Reece Crisp:Boots were prominent everywhere, so we will have a focus here for sure. Across a Chelsea and a lace-up, the defining feature is that they are workwear [or] military-inspired. Tailoring is also something we have bought more into this time around with a lot of brands smartening up their offer. We have bought into more directional fits as opposed to classic shapes.
Which trends will fall off this year?
Damien Paul:There is a definite move away from the branded sportswear influence.
Mark Macdonald:Head-to-toe technical is already beginning to fade out with washed and natural fabrics coming to the fore.
“For us, it’s all about storytelling and impact.”
Thom Scherdel: We are starting to see the erosion of sneakers being the singular biggest trend in menswear, the tastemakers are still perpetuating a desire for hard shoes and casual boots and we are slowly (very slowly) starting to see this come to fruition. I think FW20 will see sneakers lose a bit of ground to shoes and pave the way for a more equal future in seasons to come.

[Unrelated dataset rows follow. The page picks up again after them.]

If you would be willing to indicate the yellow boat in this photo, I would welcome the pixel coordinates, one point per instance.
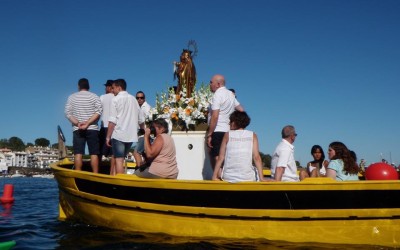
(314, 210)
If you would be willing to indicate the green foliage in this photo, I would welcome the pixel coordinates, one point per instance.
(43, 142)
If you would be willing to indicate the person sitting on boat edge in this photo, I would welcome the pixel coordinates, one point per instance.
(342, 166)
(317, 167)
(239, 147)
(283, 165)
(161, 154)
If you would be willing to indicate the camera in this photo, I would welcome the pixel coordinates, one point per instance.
(152, 130)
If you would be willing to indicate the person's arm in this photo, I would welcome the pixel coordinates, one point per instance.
(331, 170)
(257, 157)
(84, 125)
(221, 157)
(331, 173)
(279, 173)
(110, 130)
(239, 108)
(152, 149)
(68, 113)
(213, 125)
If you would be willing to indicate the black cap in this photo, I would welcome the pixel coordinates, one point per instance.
(109, 83)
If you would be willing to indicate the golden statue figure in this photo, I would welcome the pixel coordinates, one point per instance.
(186, 71)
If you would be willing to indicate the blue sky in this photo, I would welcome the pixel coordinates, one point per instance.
(330, 68)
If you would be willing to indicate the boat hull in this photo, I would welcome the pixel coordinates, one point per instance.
(308, 211)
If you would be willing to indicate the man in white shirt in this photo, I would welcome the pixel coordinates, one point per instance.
(223, 105)
(283, 164)
(124, 122)
(106, 104)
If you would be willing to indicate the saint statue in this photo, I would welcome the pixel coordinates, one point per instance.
(186, 71)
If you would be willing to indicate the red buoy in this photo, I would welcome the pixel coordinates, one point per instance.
(7, 194)
(381, 171)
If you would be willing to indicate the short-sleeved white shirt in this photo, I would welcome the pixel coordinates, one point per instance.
(126, 115)
(225, 101)
(146, 109)
(284, 157)
(106, 104)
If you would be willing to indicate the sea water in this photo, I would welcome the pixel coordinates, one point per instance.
(32, 221)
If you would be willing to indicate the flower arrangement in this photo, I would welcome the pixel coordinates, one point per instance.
(184, 113)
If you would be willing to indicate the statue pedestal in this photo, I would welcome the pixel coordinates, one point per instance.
(192, 155)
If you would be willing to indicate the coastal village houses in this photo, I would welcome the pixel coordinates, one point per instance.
(32, 157)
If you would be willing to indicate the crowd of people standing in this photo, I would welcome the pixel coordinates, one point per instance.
(233, 150)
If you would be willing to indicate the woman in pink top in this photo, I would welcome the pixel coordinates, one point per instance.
(161, 154)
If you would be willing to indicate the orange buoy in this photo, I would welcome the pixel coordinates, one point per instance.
(7, 194)
(381, 171)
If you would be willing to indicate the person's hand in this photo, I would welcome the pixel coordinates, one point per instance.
(83, 125)
(147, 132)
(216, 178)
(108, 142)
(209, 141)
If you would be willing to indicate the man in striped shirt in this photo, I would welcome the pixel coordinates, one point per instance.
(83, 110)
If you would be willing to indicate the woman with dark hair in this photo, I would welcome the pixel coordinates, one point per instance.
(239, 147)
(342, 166)
(317, 167)
(161, 154)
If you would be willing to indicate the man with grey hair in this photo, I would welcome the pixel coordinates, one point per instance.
(283, 165)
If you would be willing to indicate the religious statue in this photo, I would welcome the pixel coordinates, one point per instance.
(186, 71)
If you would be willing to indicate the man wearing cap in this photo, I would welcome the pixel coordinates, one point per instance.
(223, 105)
(106, 104)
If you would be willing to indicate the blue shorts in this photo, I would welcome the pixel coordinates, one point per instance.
(81, 137)
(120, 149)
(216, 141)
(104, 149)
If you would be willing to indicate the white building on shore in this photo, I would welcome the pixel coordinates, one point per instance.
(33, 157)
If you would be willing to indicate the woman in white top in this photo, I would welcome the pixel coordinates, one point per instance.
(317, 167)
(238, 149)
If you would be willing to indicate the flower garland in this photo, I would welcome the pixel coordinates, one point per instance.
(184, 113)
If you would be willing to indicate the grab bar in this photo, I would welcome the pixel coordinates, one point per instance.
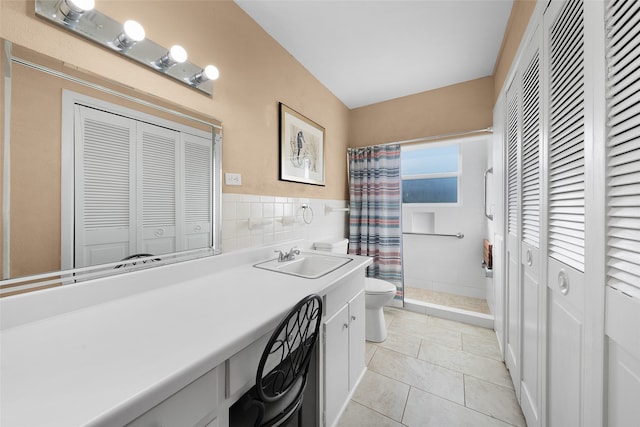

Reece Crisp: Things are smartening up, so I think we’ll see a shift from oversized silhouettes into more fitted shapes.
What do you think consumers want but is not currently available?
Damien Paul: There are certainly standout runway pieces from Craig Green, Loewe, Raf and Rick Owens which are not only desirable but I’d say collectible.
Mark Macdonald: That’s the impossible question! On a thought-provoking level, one worthwhile route would be full visibility of all brand sustainability in the industry. On a product route how about Raf Simons re-releasing his top 10 archive pieces!
Thom Scherdel: Sensible pricing and sustainability.
Reece Crisp: More choice with regards to sustainable fashion brands.
How do you think retailers can differentiate themselves with their choice of products?
Damien Paul: I think it is about having a specific point of view both in terms of buy and across all content channels. At MatchesFashion we are known for our support of emerging talent and our customers are very embracing of new trends.
Mark Macdonald: It’s how you bring a product to market and the way you tell the story. At SEVENSTORE, we try to focus on key trends and aim to communicate them in a relatable way to our consumers.
Thom Scherdel: The world is a small place these days and the demand is so focused on a few brands so it is getting harder to rely on just edits to make your store stand out on the global scene. For us, it’s all about storytelling and impact. We pick brands we can work with on producing exclusive capsules and create really good content to help us tell our own story.
Reece Crisp: At LN-CC we have a focus on selecting items others aren’t. We don’t start our appointments asking for the best sellers. Of course, we add a commercial element to each of ours buys, but the direction is what we crave. We also have a number of initiatives that we will be rolling out this year with a focus on sustainability that will complement our Conscious offer. Our aim is to get all our brands and partners on board with at least one of our many projects.
Which newcomers will you be spotlighting?
Mark Macdonald: I’ll tell you in a month’s time. There was an abundance of interesting new product from a global stable of brands.
Thom Scherdel: I think Pariah [Farzaneh] finds a nice balance with real conceptual design integrity and commercial acuteness. She for me is the savior of London Fashion Week and someone who I think has a real bright future. Ahluwalia Studio and Bianca Saunders also brought some amazing energy in their own unique way.